Since Europeans won't have much opportunity for finger-wagging, world leaders will instead have to focus on the difficult task of helping the underdeveloped world overcome poverty's vicious cycle. Given the inefficiency of foreign aid in the past, this conference should be a week of creative thinking and reckoning. The developed world has spent about $1 trillion on foreign aid since World War II, and nearly half of the people in this world are still living on less than $2 a day. Many of the largest recipients of aid haven't even been able to meet their loan payments. In the wake of September 11, effectively addressing worldwide poverty has become more conspicuously urgent.

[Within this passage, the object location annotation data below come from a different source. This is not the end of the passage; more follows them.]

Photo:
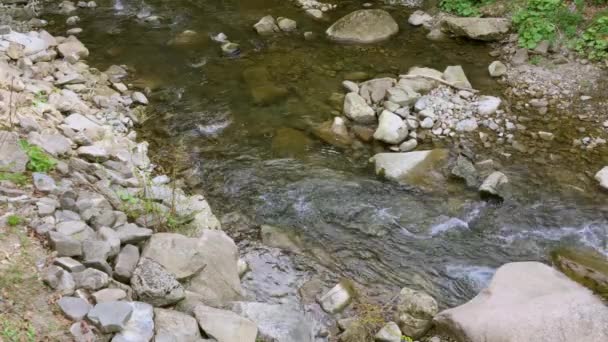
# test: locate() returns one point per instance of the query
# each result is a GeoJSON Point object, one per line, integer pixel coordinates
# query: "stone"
{"type": "Point", "coordinates": [528, 301]}
{"type": "Point", "coordinates": [585, 266]}
{"type": "Point", "coordinates": [390, 332]}
{"type": "Point", "coordinates": [12, 156]}
{"type": "Point", "coordinates": [467, 125]}
{"type": "Point", "coordinates": [91, 279]}
{"type": "Point", "coordinates": [287, 25]}
{"type": "Point", "coordinates": [139, 97]}
{"type": "Point", "coordinates": [338, 298]}
{"type": "Point", "coordinates": [403, 167]}
{"type": "Point", "coordinates": [65, 245]}
{"type": "Point", "coordinates": [218, 282]}
{"type": "Point", "coordinates": [140, 326]}
{"type": "Point", "coordinates": [356, 109]}
{"type": "Point", "coordinates": [109, 295]}
{"type": "Point", "coordinates": [465, 169]}
{"type": "Point", "coordinates": [43, 182]}
{"type": "Point", "coordinates": [485, 29]}
{"type": "Point", "coordinates": [602, 177]}
{"type": "Point", "coordinates": [419, 18]}
{"type": "Point", "coordinates": [131, 233]}
{"type": "Point", "coordinates": [487, 105]}
{"type": "Point", "coordinates": [374, 91]}
{"type": "Point", "coordinates": [415, 311]}
{"type": "Point", "coordinates": [455, 75]}
{"type": "Point", "coordinates": [125, 264]}
{"type": "Point", "coordinates": [363, 27]}
{"type": "Point", "coordinates": [497, 69]}
{"type": "Point", "coordinates": [391, 128]}
{"type": "Point", "coordinates": [72, 47]}
{"type": "Point", "coordinates": [170, 325]}
{"type": "Point", "coordinates": [408, 145]}
{"type": "Point", "coordinates": [74, 308]}
{"type": "Point", "coordinates": [69, 264]}
{"type": "Point", "coordinates": [110, 317]}
{"type": "Point", "coordinates": [225, 326]}
{"type": "Point", "coordinates": [93, 153]}
{"type": "Point", "coordinates": [266, 26]}
{"type": "Point", "coordinates": [153, 284]}
{"type": "Point", "coordinates": [277, 322]}
{"type": "Point", "coordinates": [493, 185]}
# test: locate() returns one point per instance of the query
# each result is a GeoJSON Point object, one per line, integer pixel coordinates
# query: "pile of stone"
{"type": "Point", "coordinates": [101, 206]}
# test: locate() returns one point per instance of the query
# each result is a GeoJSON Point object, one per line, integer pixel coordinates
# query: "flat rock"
{"type": "Point", "coordinates": [528, 301]}
{"type": "Point", "coordinates": [225, 326]}
{"type": "Point", "coordinates": [74, 308]}
{"type": "Point", "coordinates": [110, 316]}
{"type": "Point", "coordinates": [170, 325]}
{"type": "Point", "coordinates": [363, 26]}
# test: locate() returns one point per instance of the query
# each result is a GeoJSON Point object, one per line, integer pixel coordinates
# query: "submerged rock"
{"type": "Point", "coordinates": [363, 26]}
{"type": "Point", "coordinates": [528, 301]}
{"type": "Point", "coordinates": [486, 29]}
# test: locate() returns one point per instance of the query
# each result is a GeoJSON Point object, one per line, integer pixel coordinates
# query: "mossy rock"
{"type": "Point", "coordinates": [586, 267]}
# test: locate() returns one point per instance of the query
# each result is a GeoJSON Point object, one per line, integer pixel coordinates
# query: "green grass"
{"type": "Point", "coordinates": [39, 161]}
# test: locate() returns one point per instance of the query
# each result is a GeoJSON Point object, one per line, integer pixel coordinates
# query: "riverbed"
{"type": "Point", "coordinates": [261, 162]}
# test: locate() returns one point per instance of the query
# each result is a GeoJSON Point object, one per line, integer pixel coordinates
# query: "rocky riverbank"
{"type": "Point", "coordinates": [76, 178]}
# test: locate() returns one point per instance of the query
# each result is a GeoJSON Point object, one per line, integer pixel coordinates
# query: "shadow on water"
{"type": "Point", "coordinates": [377, 233]}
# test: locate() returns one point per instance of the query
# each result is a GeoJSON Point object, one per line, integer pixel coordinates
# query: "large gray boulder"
{"type": "Point", "coordinates": [278, 322]}
{"type": "Point", "coordinates": [12, 157]}
{"type": "Point", "coordinates": [486, 29]}
{"type": "Point", "coordinates": [218, 281]}
{"type": "Point", "coordinates": [528, 301]}
{"type": "Point", "coordinates": [225, 326]}
{"type": "Point", "coordinates": [402, 167]}
{"type": "Point", "coordinates": [154, 285]}
{"type": "Point", "coordinates": [363, 26]}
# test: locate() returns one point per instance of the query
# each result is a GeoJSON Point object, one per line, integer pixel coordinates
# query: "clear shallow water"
{"type": "Point", "coordinates": [381, 235]}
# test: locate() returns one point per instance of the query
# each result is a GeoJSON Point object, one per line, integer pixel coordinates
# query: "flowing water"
{"type": "Point", "coordinates": [263, 162]}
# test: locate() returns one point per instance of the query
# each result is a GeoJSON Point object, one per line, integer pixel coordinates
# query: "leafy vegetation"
{"type": "Point", "coordinates": [39, 160]}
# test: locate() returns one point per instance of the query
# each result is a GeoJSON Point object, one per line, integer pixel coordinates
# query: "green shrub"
{"type": "Point", "coordinates": [39, 160]}
{"type": "Point", "coordinates": [594, 40]}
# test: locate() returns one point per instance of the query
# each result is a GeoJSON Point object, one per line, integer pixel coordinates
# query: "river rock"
{"type": "Point", "coordinates": [419, 18]}
{"type": "Point", "coordinates": [12, 156]}
{"type": "Point", "coordinates": [266, 26]}
{"type": "Point", "coordinates": [356, 109]}
{"type": "Point", "coordinates": [487, 105]}
{"type": "Point", "coordinates": [415, 311]}
{"type": "Point", "coordinates": [180, 255]}
{"type": "Point", "coordinates": [486, 29]}
{"type": "Point", "coordinates": [111, 316]}
{"type": "Point", "coordinates": [584, 266]}
{"type": "Point", "coordinates": [218, 282]}
{"type": "Point", "coordinates": [602, 177]}
{"type": "Point", "coordinates": [528, 301]}
{"type": "Point", "coordinates": [338, 298]}
{"type": "Point", "coordinates": [140, 326]}
{"type": "Point", "coordinates": [363, 26]}
{"type": "Point", "coordinates": [225, 326]}
{"type": "Point", "coordinates": [455, 75]}
{"type": "Point", "coordinates": [374, 91]}
{"type": "Point", "coordinates": [277, 322]}
{"type": "Point", "coordinates": [174, 326]}
{"type": "Point", "coordinates": [74, 308]}
{"type": "Point", "coordinates": [497, 69]}
{"type": "Point", "coordinates": [286, 24]}
{"type": "Point", "coordinates": [400, 167]}
{"type": "Point", "coordinates": [389, 333]}
{"type": "Point", "coordinates": [153, 284]}
{"type": "Point", "coordinates": [391, 128]}
{"type": "Point", "coordinates": [493, 185]}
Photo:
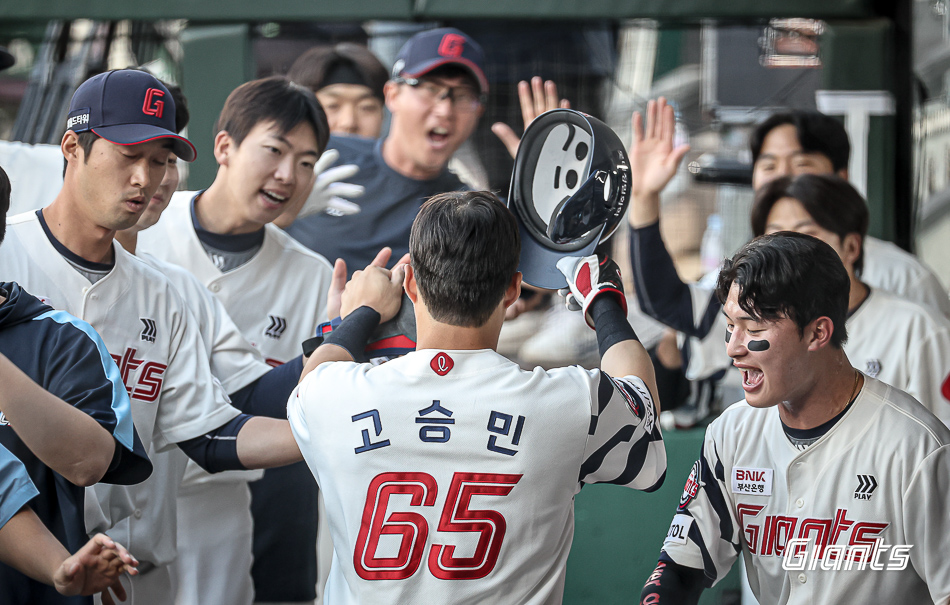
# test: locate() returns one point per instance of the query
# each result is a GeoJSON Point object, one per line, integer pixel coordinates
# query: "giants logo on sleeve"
{"type": "Point", "coordinates": [679, 530]}
{"type": "Point", "coordinates": [752, 481]}
{"type": "Point", "coordinates": [143, 379]}
{"type": "Point", "coordinates": [441, 364]}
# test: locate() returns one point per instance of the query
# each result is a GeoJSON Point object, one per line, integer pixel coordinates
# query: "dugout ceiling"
{"type": "Point", "coordinates": [311, 10]}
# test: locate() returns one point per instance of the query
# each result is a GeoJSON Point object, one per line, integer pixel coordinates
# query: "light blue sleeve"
{"type": "Point", "coordinates": [16, 489]}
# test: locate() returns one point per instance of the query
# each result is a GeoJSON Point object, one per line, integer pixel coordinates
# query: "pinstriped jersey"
{"type": "Point", "coordinates": [449, 476]}
{"type": "Point", "coordinates": [277, 299]}
{"type": "Point", "coordinates": [877, 477]}
{"type": "Point", "coordinates": [162, 361]}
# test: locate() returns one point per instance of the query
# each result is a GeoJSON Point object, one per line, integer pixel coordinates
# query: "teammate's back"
{"type": "Point", "coordinates": [449, 474]}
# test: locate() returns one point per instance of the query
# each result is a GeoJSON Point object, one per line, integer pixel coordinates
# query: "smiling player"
{"type": "Point", "coordinates": [816, 452]}
{"type": "Point", "coordinates": [435, 98]}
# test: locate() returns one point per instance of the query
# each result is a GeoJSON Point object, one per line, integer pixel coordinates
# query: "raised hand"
{"type": "Point", "coordinates": [536, 98]}
{"type": "Point", "coordinates": [653, 160]}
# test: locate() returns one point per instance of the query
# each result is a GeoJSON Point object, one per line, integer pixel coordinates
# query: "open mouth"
{"type": "Point", "coordinates": [752, 379]}
{"type": "Point", "coordinates": [273, 198]}
{"type": "Point", "coordinates": [438, 136]}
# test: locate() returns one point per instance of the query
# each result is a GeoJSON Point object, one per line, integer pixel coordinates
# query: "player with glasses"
{"type": "Point", "coordinates": [409, 165]}
{"type": "Point", "coordinates": [464, 98]}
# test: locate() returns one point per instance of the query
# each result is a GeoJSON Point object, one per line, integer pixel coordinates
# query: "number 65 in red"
{"type": "Point", "coordinates": [413, 530]}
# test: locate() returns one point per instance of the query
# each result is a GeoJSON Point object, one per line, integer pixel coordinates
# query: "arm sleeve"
{"type": "Point", "coordinates": [268, 395]}
{"type": "Point", "coordinates": [927, 523]}
{"type": "Point", "coordinates": [624, 443]}
{"type": "Point", "coordinates": [672, 584]}
{"type": "Point", "coordinates": [216, 450]}
{"type": "Point", "coordinates": [661, 293]}
{"type": "Point", "coordinates": [79, 370]}
{"type": "Point", "coordinates": [16, 489]}
{"type": "Point", "coordinates": [705, 533]}
{"type": "Point", "coordinates": [928, 372]}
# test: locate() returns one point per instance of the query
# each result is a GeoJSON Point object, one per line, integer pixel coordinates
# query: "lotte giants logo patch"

This point isn't lost on Mr. Bush, who said that "failed states can become havens for poverty" and "persistent poverty and oppression can lead to hopelessness and despair." The question remains, though: How can rich countries help?

The White House has proposed, quite intelligently, that the developed world should increasingly give poor countries grants rather than loans. This approach should apply not only to bilateral funding, but to World Bank aid as well. Many of the debts to poor countries have become uncollectible, and many are smothered in debt. The Europeans have inexplicably opposed giving grants, but they should reconsider, since many poor countries routinely spend more paying back their foreign debt than they do on health care or education. The White House has also maintained a critical point: that aid must be linked to reform, since good governance is the main catalyst for development.

Still, to a large extent, developed countries should try to sidestep foreign governments altogether when giving aid. They should focus on micro-lending to small businesses that would otherwise have no access to credit. This effective grass-roots approach will help to empower poor populations to hold their governments more accountable.

To be sure, U.S. foreign-aid contributions as a percentage of America's gross domestic product aren't as large as Europe's. But America has been the main locomotive for reform at lending institutions and has made valuable contributions to the war on poverty. The Bush administration has proven that it is committed to reform and development and should draw accolades in Mexico and beyond.